Pamlico Community College leads all other NC Community Colleges in meeting or exceeding performance measure.

June 5, 2014

Dr,. Maria Fraser Molina, Vice president of Instructional Services is all smiles as she reviews a report trom the NC Community College System office in Raleigh. PCC was at the top of the state’s list in this category.

More important than good grades on a report card is the work that created those good grades.

Pamlico Community College was recently recognized by the North Carolina Community College System headquarters in Raleigh as being the only community college of the 58 institutions in the system to meet or exceed five specific goals that relate to creating an environment conducive for academic success for its students.

But, according to Dr. Marìa Fraser-Molina, vice president for instruction, the real story is not the report from the state, but the effort underway at the college that put PCC in such a favorable position compared to its 57 sister institutions.

“A concerted effort called our QEP, a Quality Enhancement Plan, is underway which addresses the success and retention of first-year students. The QEP is an extremely well-thought out strategic effort with three main focal points developed by the PCC faculty and staff.

“First we require all first-year students to take and pass an academic success class. The course prepares students to create a career inventory for themselves. They develop an academic transfer plan if they expect to transfer to a four year college or university and the course emphasizes developing good study skills, use of college resources, and time management.”

A second feature of the QEP is an intense emphasis on academic advising. She said, “We provide the best opportunities possible for students to complete their goals by providing them with excellent academic advising from faculty leaders. This is a key component of the effort to help students meet their goals”
A third part of the QEP is the mandatory requirement that all incoming students go through a detailed orientation process. “We offer Orientation online for those students who find it more practical to participate in the process that way,” she reported.
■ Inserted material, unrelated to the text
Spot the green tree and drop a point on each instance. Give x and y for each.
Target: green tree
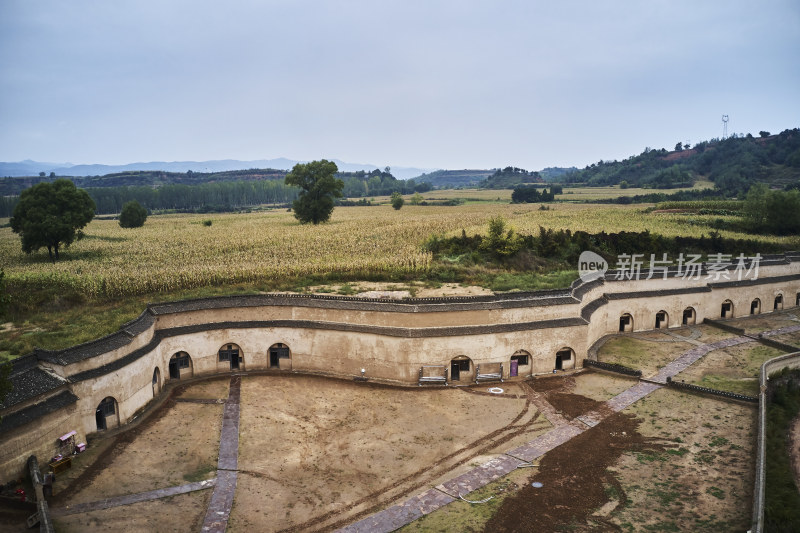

She added, “I am confident that Pamlico Community College exceeding expectations on these five performance measures is proof of our commitment to creating an environment for student success and academic excellence. We have a very clear bottom-line goal at the college and that is helping students successfully complete their educational goals.”

She also noted that these efforts are campus wide, not just focused on academic programs of study, but also on those programs that fall under the description of workforce development and career training.
Pamlico Community College was the leader in North Carolina’s Community College System by meeting or exceeding these five goals:

  • GED, High School Equivalency passing rate of 82%.
  • Success by students in developmental math classes, 78% of students who were required to take a developmental math class subsequently successfully completed a college level math class.
  • First year progression rate, 86% of students who enrolled in 12 semester hours their first year successfully completed 12 semester hours.
  • Curriculum completion rate, more than half of the students seeking credentials or degrees either graduated, * transferred, or were still enrolled.
  • Transfer performance, 100% of students who transferred to a four year institution earned a GPA of 2.0 or better after two semesters at that institution.

Dr. Fraser-Molina added, “While we are certainly overjoyed at this report, we are by no means taking any time to rest on our laurels. The college’s Quality Enhancement Plan is an ongoing, living, day-to-day endeavor. Each day brings a new opportunity for us to examine everything we are doing to see how we can do it better.”
Noting that Pamlico Community College is the smallest of the 58 community colleges in North Carolina, Brandi McCullough, Director of Planning, Research, and Institutional effectiveness, observed, “Small is good. Because we are small, we can more easily see what works and what doesn’t work and adapt accordingly.”
Commenting on the distinctive report from the North Carolina Community College system, PCC President Cleve H. Cox said, “It is truly an honor to be associated with a group of employees who obviously are committed to their jobs and those we serve. I am proud of each and every one of the fine folks who work at PCC.”